Media Mention of Hussein Ibish in Politico - March 8, 2010 - 1:00am

For much of the past year as he has shuttled dozens of times to the Middle East and Europe quietly trying to persuade Israelis and Palestinians back to the peace table, U.S. Special Envoy George Mitchell has borne the brunt of criticism of both those offended by the Obama administration’s early pressure on Israel to halt new settlements on the West Bank and East Jerusalem, and others disappointed that Obama failed to follow through when Israeli Prime Minister Benjamin Netanyahu refused to stop the new construction as a precondition for negotiations.

Along the way, Mitchell has also had to endure rumors that he was on the verge of quitting given his age (76), young family, and presumed frustration that his endless shuttling had to date yielded no talks.

But Mitchell’s aides insisted that the former Senate Majority Leader has legendary patience, and reminded journalists that Mitchell had spent five years negotiating the Northern Ireland Peace accords. And now, with Palestinian and Israeli leaders agreeing to go into U.S.-mediated “proximity talks,” with blessings from the Arab League, Mitchell finally has something to show for his efforts, succeeding both in convincing the Palestinians to at least talk about final status negotiations, and calling Netanyahu’s bluff on his oft-declared position that he is ready to “talk anywhere, anytime, no preconditions.”

Characteristically, Mitchell was not one for a victory lap Monday. As he quietly departed Israel just as Vice President Joseph Biden was arriving, Mitchell issued a short, four-line statement that he was “pleased that the Israeli and Palestinian leadership have accepted indirect talks,” and saying that he’d be returning to the region next week to “continue our discussions” about “the structure and scope of these” talks going forward. He also said that hopes they will “lead to direct negotiations as soon as possible.”

“I thought it was a good thing that Mitchell was able to say something after all these trips,” Middle East expert Stephen P. Cohen, author of “Beyond America’s Grasp: A Century of Failed Diplomacy in the Middle East,” told POLITICO Monday. But, he added, “Nobody expects proximity talks to be equivalent to negotiations for permanent status.”

Cohen said it’s important that the Palestinian leadership got the support of the Arab League last week to go into talks even without a full Israeli settlement freeze. “When [former Palestinian leader Yasser] Arafat went to Camp David [during the Clinton administration], he never had that kind of [Arab] backing,” Cohen said. Mitchell or somebody “did some important heavy lifting” to get the Arab League endorsement.

But Mitchell’s statement left some observers baffled. What had the parties agreed to if the “structure and scope” of the indirect talks were still being worked out? Could reporters even describe that the indirect talks were already underway?

“No terms of reference [for negotiations], no clear mechanism or modality, no timetable, no list of issues,” have been agreed by the parties, observed former Israeli consul general Alon Pinkas, implying the Herculean effort to get such a substantively thin agreement was almost comical.

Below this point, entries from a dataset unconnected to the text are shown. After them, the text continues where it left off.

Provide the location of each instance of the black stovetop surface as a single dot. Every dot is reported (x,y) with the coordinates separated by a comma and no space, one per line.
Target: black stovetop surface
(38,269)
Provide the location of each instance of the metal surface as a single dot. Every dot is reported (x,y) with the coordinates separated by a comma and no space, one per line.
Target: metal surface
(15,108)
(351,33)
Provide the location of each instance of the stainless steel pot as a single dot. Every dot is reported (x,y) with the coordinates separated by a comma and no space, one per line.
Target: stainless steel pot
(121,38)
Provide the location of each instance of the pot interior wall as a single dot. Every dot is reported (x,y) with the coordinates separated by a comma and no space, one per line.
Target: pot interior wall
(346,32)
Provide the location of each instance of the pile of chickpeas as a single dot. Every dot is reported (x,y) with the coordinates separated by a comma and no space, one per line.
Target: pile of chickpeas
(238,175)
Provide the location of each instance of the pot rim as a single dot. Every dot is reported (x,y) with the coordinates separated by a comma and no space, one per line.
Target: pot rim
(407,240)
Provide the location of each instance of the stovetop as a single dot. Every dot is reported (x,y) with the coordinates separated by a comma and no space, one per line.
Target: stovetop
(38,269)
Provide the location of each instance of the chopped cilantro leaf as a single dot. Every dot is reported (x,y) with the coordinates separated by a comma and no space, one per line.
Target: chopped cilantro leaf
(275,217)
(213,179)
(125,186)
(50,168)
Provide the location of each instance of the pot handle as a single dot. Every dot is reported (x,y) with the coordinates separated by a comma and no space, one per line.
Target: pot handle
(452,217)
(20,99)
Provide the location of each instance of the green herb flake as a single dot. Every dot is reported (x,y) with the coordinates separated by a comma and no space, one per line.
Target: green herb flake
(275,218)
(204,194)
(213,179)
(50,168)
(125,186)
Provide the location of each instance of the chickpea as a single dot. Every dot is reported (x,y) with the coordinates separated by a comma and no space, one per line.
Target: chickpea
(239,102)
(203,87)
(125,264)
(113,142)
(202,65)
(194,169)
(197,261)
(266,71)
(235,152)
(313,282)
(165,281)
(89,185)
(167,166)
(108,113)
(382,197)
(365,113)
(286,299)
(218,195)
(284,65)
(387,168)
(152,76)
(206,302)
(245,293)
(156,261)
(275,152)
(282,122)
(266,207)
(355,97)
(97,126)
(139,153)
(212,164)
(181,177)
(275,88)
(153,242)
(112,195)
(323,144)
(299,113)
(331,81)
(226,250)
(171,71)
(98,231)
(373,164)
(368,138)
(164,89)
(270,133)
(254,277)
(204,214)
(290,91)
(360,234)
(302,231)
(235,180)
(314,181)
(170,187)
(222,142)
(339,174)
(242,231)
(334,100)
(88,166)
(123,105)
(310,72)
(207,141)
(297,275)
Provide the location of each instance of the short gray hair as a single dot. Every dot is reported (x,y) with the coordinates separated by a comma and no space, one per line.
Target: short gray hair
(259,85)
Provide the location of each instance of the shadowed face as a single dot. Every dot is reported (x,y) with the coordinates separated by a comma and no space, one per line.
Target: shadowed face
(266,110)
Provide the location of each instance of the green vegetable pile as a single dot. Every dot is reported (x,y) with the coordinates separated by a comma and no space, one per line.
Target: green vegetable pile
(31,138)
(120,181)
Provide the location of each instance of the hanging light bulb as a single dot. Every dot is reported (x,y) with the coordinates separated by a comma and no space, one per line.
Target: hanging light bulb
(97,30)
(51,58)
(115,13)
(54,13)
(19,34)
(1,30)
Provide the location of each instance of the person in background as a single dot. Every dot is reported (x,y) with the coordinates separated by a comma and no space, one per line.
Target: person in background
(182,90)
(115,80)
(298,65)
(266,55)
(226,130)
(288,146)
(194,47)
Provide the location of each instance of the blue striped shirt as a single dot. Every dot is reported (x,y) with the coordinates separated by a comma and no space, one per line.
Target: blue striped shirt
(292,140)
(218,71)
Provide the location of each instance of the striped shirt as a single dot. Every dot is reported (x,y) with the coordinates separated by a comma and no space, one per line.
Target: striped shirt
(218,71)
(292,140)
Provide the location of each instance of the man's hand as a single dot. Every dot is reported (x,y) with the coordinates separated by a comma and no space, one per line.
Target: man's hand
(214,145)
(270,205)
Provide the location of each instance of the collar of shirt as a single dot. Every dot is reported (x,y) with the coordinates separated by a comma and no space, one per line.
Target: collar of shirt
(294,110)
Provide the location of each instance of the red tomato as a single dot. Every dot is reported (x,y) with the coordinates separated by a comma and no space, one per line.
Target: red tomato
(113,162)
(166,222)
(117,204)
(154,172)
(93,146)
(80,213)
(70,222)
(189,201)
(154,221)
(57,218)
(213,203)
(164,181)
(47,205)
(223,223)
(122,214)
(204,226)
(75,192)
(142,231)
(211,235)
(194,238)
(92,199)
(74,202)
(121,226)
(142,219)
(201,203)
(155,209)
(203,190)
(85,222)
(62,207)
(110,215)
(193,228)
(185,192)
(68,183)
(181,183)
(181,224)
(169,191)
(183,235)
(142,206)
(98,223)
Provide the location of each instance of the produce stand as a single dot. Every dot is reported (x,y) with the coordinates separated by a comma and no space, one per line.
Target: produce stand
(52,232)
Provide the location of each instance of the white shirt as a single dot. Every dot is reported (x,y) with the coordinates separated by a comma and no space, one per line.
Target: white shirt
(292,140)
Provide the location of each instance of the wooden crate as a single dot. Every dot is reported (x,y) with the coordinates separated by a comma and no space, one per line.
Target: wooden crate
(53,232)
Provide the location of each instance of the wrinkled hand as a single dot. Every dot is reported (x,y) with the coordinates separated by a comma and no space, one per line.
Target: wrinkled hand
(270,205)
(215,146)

But Pinkas added, “While U.S. policy may have been flawed and incoherent at times, you can't fault [President Barack] Obama and Mitchell for trying. The level of distrust between the sides is too deep, Hamas' grip on Gaza is too strong and Netanyahu's unwilling coalition too reluctant to just assume negotiations can be resumed in good faith."

Hussein Ibish of the American Task Force for Palestine said the indirect talks provide a potential bridging mechanism that could ultimately yield the direct final status negotiations the Obama administration has long sought.

"I think they're going to be talking about how to resume full, direct negotiations," Ibish says. "The Palestinians want specifics," Ibish continued. "The Israelis want the vagueness. That's a difficult gap to bridge. …. Proximity talks allow them, and everyone to ease back into the negotiating process with some political protection."

A Democratic congressional staffer recently back from the region agreed the proximity talks glass is both half full and half empty.

“It’s better than complete stagnation and a resumption of violence, but hardly cause for fireworks and a parade,” the Democratic Hill staffer told POLITICO. “Having just been there during recess, prospects for the proximity talks advancing rapidly don’t come to mind.”

So do Mitchell et al deserve props?

“I think it depends on what you expect of a Presidential envoy,” the staffer continued. “If you believe that the most the U.S. can expect under current circumstances is to gain the acquiescence of the two parties -- both of which are highly dependent upon us -- to grant us the privilege of communicating between them, something it should be recalled that, little more than a year ago, they used to do quite nicely without us, then I suppose it’s an achievement,” he said.

“But on the other hand, if you believe the prestige of the President of the United States is badly wasted by having his personal envoy serve as a diplomatic messenger boy between next-door neighbors, it looks rather paltry,” he said.

Cohen was more sympathetic. Mitchell “gets credit as a man for persistence. And Obama has to get credit for not being overrun by hysteria to get a complete settlement freeze. He didn’t see it as the end of the work on the problem. He saw it as the first try of a president who tried from his first month in office” to solve the Middle East conflict. Now, Cohen added, “Obama gets another chance.”